The Journal of Nuclear Medicine ( IF 9.1 ) Pub Date : 2024-10-01 , DOI: 10.2967/jnumed.124.267775 Rick Wray 1 , Audrey Mauguen 2 , Laure Michaud 1 , Doris Leithner 1 , Randy Yeh 1 , Nadeem Riaz 3 , Rosna Mirtcheva 1 , Eric Sherman 4 , Richard Wong 5 , John Humm 6 , Nancy Lee 3 , Heiko Schöder 7
Tumor hypoxia, an integral biomarker to guide radiotherapy, can be imaged with 18F-fluoromisonidazole (18F-FMISO) hypoxia PET. One major obstacle to its broader application is the lack of standardized interpretation criteria. We sought to develop and validate practical interpretation criteria and a dedicated training protocol for nuclear medicine physicians to interpret 18F-FMISO hypoxia PET. Methods: We randomly selected 123 patients with human papillomavirus–positive oropharyngeal cancer enrolled in a phase II trial who underwent 123 18F-FDG PET/CT and 134 18F-FMISO PET/CT scans. Four independent nuclear medicine physicians with no 18F-FMISO experience read the scans. Interpretation by a fifth nuclear medicine physician with over 2 decades of 18F-FMISO experience was the reference standard. Performance was evaluated after initial instruction and subsequent dedicated training. Scans were considered positive for hypoxia by visual assessment if 18F-FMISO uptake was greater than floor-of-mouth uptake. Additionally, SUVmax was determined to evaluate whether quantitative assessment using tumor-to-background ratios could be helpful to define hypoxia positivity. Results: Visual assessment produced a mean sensitivity and specificity of 77.3% and 80.9%, with fair interreader agreement (κ = 0.34), after initial instruction.

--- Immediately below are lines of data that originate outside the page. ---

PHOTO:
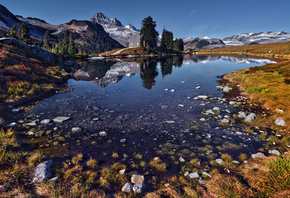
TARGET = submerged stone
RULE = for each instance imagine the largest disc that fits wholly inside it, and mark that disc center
(61, 119)
(280, 122)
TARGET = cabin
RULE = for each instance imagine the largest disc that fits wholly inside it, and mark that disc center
(134, 41)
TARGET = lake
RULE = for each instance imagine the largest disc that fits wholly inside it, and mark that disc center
(148, 107)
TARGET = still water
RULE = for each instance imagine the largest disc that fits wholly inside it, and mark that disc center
(148, 107)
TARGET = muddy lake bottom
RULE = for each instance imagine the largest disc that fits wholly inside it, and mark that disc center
(132, 115)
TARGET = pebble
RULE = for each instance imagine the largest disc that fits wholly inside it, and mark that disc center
(103, 133)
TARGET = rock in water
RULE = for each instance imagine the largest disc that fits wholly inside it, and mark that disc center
(193, 175)
(42, 171)
(61, 119)
(250, 117)
(258, 155)
(280, 122)
(137, 188)
(275, 152)
(135, 179)
(127, 188)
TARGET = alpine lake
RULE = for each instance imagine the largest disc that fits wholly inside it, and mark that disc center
(134, 110)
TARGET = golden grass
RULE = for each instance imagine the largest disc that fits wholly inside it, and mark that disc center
(279, 50)
(269, 85)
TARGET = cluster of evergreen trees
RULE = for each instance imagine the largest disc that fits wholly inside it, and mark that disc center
(66, 45)
(20, 31)
(149, 38)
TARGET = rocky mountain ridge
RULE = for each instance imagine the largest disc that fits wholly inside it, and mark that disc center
(115, 29)
(91, 37)
(257, 38)
(202, 43)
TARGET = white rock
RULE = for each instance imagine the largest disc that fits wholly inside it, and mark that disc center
(61, 119)
(216, 109)
(193, 175)
(203, 97)
(210, 112)
(76, 129)
(45, 121)
(219, 161)
(170, 122)
(137, 188)
(127, 188)
(280, 110)
(122, 172)
(227, 89)
(275, 152)
(137, 179)
(202, 182)
(181, 159)
(258, 155)
(15, 111)
(242, 115)
(280, 122)
(232, 103)
(13, 124)
(226, 121)
(53, 179)
(206, 173)
(219, 87)
(250, 117)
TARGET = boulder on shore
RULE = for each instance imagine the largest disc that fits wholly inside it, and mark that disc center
(42, 171)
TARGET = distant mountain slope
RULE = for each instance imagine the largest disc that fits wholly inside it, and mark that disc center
(257, 38)
(91, 36)
(202, 43)
(115, 29)
(7, 19)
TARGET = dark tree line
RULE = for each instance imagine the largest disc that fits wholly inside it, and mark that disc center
(149, 38)
(20, 31)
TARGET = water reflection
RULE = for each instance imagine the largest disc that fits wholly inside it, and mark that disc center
(104, 72)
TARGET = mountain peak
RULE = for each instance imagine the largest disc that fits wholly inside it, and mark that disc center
(131, 27)
(103, 20)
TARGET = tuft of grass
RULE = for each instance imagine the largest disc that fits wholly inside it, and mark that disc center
(138, 156)
(92, 163)
(34, 158)
(228, 186)
(77, 159)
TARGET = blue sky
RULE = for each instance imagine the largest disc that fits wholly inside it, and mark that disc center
(213, 18)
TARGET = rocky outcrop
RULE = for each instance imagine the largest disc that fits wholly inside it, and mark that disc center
(42, 171)
(44, 54)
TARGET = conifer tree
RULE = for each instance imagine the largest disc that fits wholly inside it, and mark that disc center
(24, 34)
(167, 40)
(46, 44)
(12, 33)
(148, 34)
(71, 46)
(178, 45)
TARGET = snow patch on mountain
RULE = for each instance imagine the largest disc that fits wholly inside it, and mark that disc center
(257, 38)
(115, 29)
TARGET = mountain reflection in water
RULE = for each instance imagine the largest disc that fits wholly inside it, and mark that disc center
(104, 72)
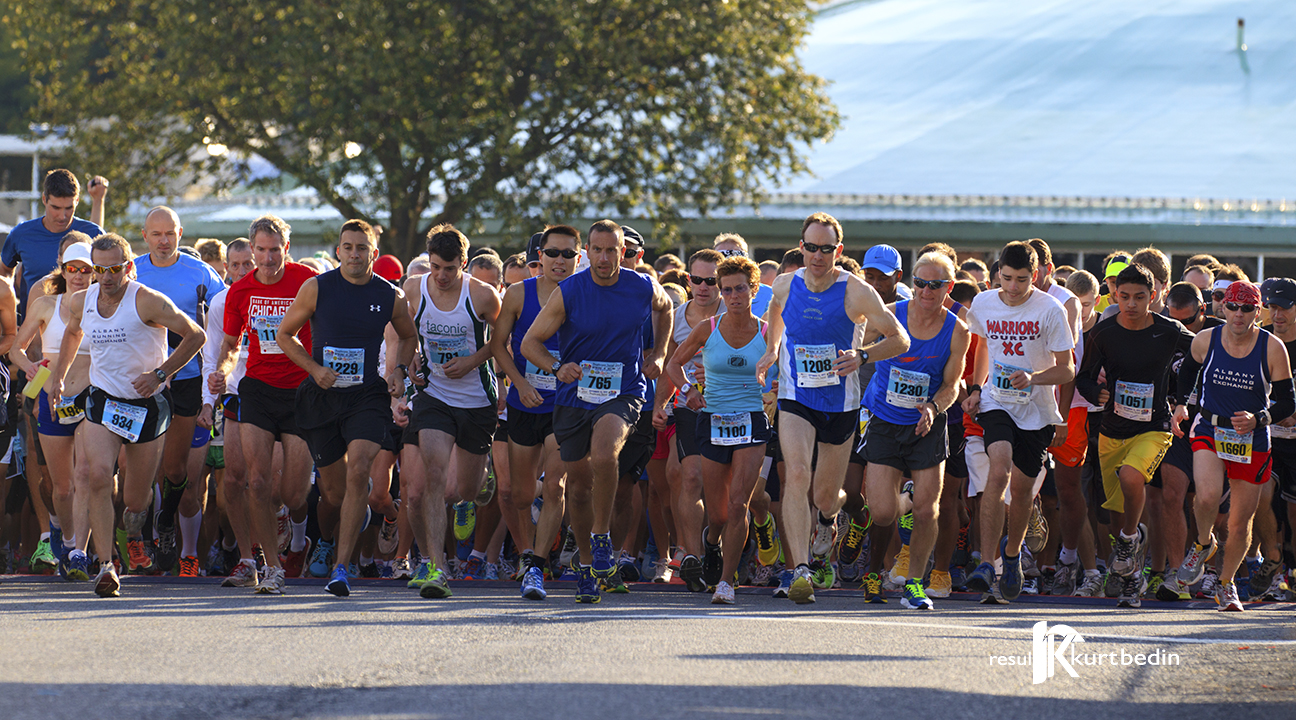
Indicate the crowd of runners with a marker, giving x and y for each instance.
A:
(572, 412)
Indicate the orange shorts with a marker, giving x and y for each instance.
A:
(1076, 446)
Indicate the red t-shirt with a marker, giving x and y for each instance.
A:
(257, 308)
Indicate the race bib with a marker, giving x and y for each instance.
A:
(731, 429)
(443, 350)
(1134, 400)
(1233, 446)
(907, 389)
(347, 363)
(599, 382)
(68, 412)
(542, 378)
(1003, 390)
(814, 365)
(266, 326)
(125, 420)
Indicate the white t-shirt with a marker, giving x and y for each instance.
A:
(1020, 338)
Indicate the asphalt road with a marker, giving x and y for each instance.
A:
(193, 650)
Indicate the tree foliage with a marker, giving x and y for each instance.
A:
(455, 110)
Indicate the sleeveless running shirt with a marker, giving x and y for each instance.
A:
(347, 326)
(905, 382)
(541, 378)
(446, 336)
(815, 326)
(604, 333)
(122, 347)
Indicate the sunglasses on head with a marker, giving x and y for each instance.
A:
(932, 284)
(826, 249)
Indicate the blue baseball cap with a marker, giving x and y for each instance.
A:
(881, 258)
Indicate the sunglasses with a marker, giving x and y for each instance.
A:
(932, 284)
(826, 249)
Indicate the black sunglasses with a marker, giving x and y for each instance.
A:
(932, 284)
(824, 249)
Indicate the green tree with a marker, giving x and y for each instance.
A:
(424, 112)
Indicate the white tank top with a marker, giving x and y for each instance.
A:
(122, 347)
(443, 336)
(52, 337)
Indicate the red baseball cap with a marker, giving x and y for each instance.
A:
(389, 268)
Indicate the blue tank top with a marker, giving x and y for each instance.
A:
(1237, 383)
(346, 330)
(911, 378)
(815, 326)
(731, 385)
(541, 378)
(604, 333)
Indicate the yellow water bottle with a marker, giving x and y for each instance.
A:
(38, 382)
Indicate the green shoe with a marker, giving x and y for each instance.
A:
(43, 558)
(437, 585)
(420, 575)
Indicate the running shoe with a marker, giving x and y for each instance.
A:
(388, 536)
(850, 544)
(296, 562)
(784, 584)
(691, 571)
(244, 575)
(166, 554)
(533, 584)
(401, 569)
(981, 579)
(587, 585)
(437, 585)
(78, 566)
(872, 588)
(43, 561)
(767, 545)
(1226, 597)
(322, 560)
(139, 560)
(603, 557)
(713, 565)
(940, 584)
(473, 569)
(1011, 580)
(337, 583)
(1194, 566)
(272, 582)
(822, 538)
(465, 519)
(802, 585)
(189, 566)
(915, 597)
(106, 584)
(1261, 578)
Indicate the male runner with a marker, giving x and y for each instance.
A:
(344, 407)
(813, 319)
(603, 382)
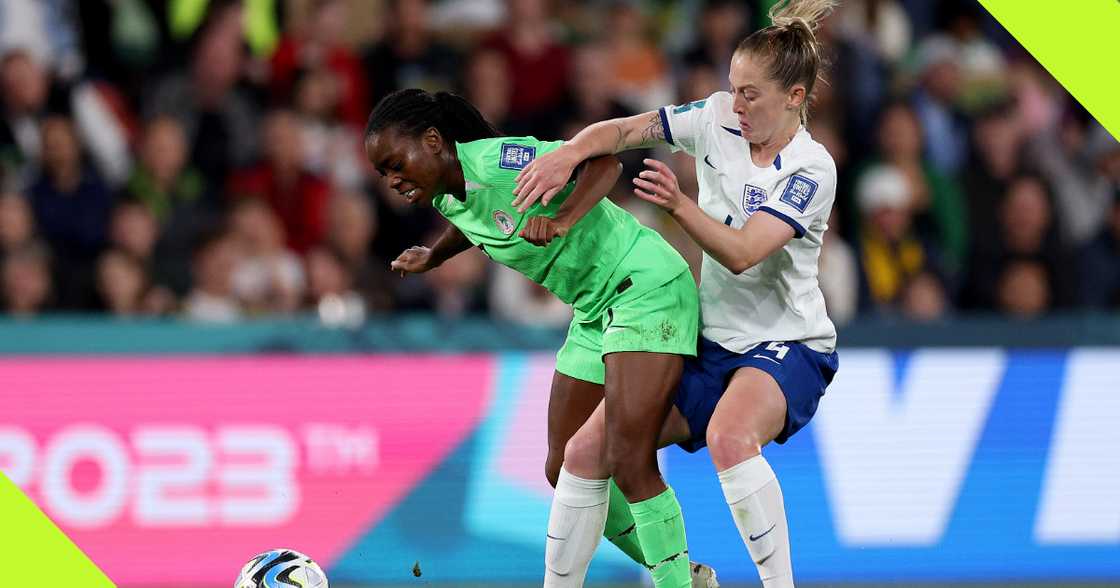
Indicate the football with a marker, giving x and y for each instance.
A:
(281, 568)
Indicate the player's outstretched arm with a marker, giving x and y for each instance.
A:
(736, 249)
(594, 180)
(420, 259)
(546, 176)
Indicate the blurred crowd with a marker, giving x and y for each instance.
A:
(204, 159)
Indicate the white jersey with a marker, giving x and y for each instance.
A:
(778, 299)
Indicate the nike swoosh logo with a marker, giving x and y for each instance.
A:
(753, 538)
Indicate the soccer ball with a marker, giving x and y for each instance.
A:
(281, 568)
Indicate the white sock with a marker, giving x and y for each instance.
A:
(755, 497)
(576, 522)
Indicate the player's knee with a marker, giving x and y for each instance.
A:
(730, 447)
(552, 464)
(584, 454)
(628, 468)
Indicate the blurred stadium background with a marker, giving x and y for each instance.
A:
(204, 353)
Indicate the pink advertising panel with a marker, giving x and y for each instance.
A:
(143, 460)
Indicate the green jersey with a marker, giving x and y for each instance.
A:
(594, 261)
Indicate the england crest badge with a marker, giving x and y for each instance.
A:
(753, 197)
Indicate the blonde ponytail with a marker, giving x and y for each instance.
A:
(808, 12)
(790, 45)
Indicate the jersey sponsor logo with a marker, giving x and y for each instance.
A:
(799, 192)
(516, 156)
(753, 197)
(504, 222)
(684, 108)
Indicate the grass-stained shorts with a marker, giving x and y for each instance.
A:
(664, 319)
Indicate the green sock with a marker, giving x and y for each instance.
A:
(661, 532)
(621, 529)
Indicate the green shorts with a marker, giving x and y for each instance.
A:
(664, 319)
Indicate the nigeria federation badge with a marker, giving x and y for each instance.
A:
(504, 222)
(753, 197)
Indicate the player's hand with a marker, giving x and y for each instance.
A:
(541, 230)
(658, 184)
(543, 177)
(413, 260)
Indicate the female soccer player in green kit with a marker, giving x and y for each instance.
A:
(635, 306)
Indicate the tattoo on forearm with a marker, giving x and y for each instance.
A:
(653, 132)
(621, 139)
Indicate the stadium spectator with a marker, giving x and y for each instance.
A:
(17, 222)
(162, 179)
(945, 131)
(997, 140)
(213, 299)
(924, 299)
(352, 226)
(936, 203)
(332, 149)
(487, 85)
(72, 207)
(410, 55)
(31, 94)
(890, 252)
(539, 63)
(133, 231)
(1024, 289)
(218, 118)
(1029, 250)
(1065, 156)
(839, 276)
(457, 288)
(722, 24)
(594, 98)
(880, 25)
(332, 289)
(973, 127)
(268, 278)
(637, 65)
(26, 280)
(319, 46)
(45, 29)
(297, 196)
(176, 196)
(126, 288)
(1100, 264)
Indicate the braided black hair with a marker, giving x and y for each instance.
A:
(413, 111)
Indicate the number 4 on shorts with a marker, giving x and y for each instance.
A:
(778, 350)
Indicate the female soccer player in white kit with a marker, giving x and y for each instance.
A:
(766, 190)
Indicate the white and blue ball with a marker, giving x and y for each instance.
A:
(281, 568)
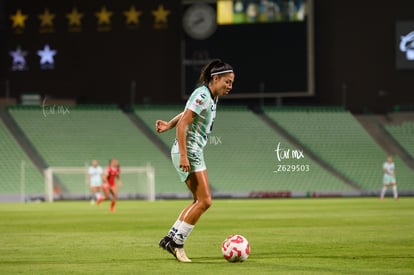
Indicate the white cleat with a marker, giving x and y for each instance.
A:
(177, 251)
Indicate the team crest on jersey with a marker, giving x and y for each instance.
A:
(200, 100)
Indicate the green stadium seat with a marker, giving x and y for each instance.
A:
(11, 158)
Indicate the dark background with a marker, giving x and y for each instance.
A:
(354, 55)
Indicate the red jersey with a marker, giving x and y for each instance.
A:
(112, 173)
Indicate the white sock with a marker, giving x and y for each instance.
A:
(384, 189)
(174, 228)
(183, 232)
(394, 191)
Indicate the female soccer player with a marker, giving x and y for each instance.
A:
(389, 178)
(193, 126)
(95, 180)
(110, 178)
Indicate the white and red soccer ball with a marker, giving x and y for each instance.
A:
(235, 248)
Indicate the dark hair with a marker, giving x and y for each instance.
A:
(214, 67)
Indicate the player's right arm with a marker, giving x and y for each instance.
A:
(162, 126)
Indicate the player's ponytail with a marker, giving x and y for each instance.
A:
(215, 67)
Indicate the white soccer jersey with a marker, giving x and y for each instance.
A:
(202, 103)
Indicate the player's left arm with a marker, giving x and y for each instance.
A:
(162, 126)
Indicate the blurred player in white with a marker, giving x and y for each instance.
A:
(95, 180)
(389, 178)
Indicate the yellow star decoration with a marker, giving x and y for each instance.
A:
(46, 19)
(18, 19)
(161, 14)
(74, 17)
(104, 16)
(132, 15)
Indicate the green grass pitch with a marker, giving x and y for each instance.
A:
(287, 236)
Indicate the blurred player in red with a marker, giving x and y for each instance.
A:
(111, 177)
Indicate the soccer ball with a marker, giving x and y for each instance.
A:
(235, 248)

After dedicated training, mean sensitivity and specificity improved to 97.6% and 86.9%, with almost perfect agreement (κ = 0.86). Quantitative assessment with an estimated best SUVmax ratio threshold of more than 1.2 to define hypoxia positivity produced a mean sensitivity and specificity of 56.8% and 95.9%, respectively, with substantial interreader agreement (κ = 0.66), after initial instruction. After dedicated training, mean sensitivity improved to 89.6% whereas mean specificity remained high at 95.3%, with near-perfect interreader agreement (κ = 0.86). Conclusion: Nuclear medicine physicians without 18F-FMISO hypoxia PET reading experience demonstrate much improved interreader agreement with dedicated training using specific interpretation criteria.
中文翻译:
18F-氟吟咪唑缺氧 PET/CT 诊断解释标准的制定和读取器间可靠性、可重复性和性能的验证
肿瘤缺氧是指导放疗的整体生物标志物,可以用 18F-氟米索尼达唑 (18F-FMISO) 缺氧 PET 进行成像。其更广泛应用的一个主要障碍是缺乏标准化的解释标准。我们试图为核医学医生制定和验证实用的解释标准和专门的培训方案,以解释 18F-FMISO 缺氧 PET。方法:我们随机选择了 123 例参加 II 期试验的人瘤病毒阳性口咽癌患者,他们接受了 123 例 18F-FDG PET/CT 和 134 例 18F-FMISO PET/CT 扫描。四名没有 18F-FMISO 经验的独立核医学医生阅读了扫描结果。由具有 2 年 18次 F-FMISO 经验的第五位核医学医师进行解释是参考标准。在初始指导和随后的专门培训后评估性能。如果 18F-FMISO 摄取大于口地板摄取,则通过肉眼评估认为扫描对缺氧呈阳性。此外,确定 SUVmax 以评估使用肿瘤与背景比的定量评估是否有助于定义缺氧阳性。结果:初始指导后,视觉评估产生的平均敏感性和特异性分别为 77.3% 和 80.9%,读者间同意公平 (κ = 0.34)。经过专门训练,平均灵敏度和特异性提高到 97.6% 和 86.9%,几乎完全一致 (κ = 0.86)。定量评估估计最佳 SUV最大比率阈值大于 1.2 以定义缺氧阳性,平均敏感性和特异性分别为 56.8% 和 95。9%,在初始指导后具有实质性的读者间协议 (κ = 0.66)。经过专门培训,平均灵敏度提高到 89.6%,而平均特异性保持在 95.3% 的高水平,读者间一致性接近完美 (κ = 0.86)。结论:没有 18F-FMISO 缺氧 PET 阅读经验的核医学医生在使用特定解释标准进行专门培训后,读者之间的一致性大大提高。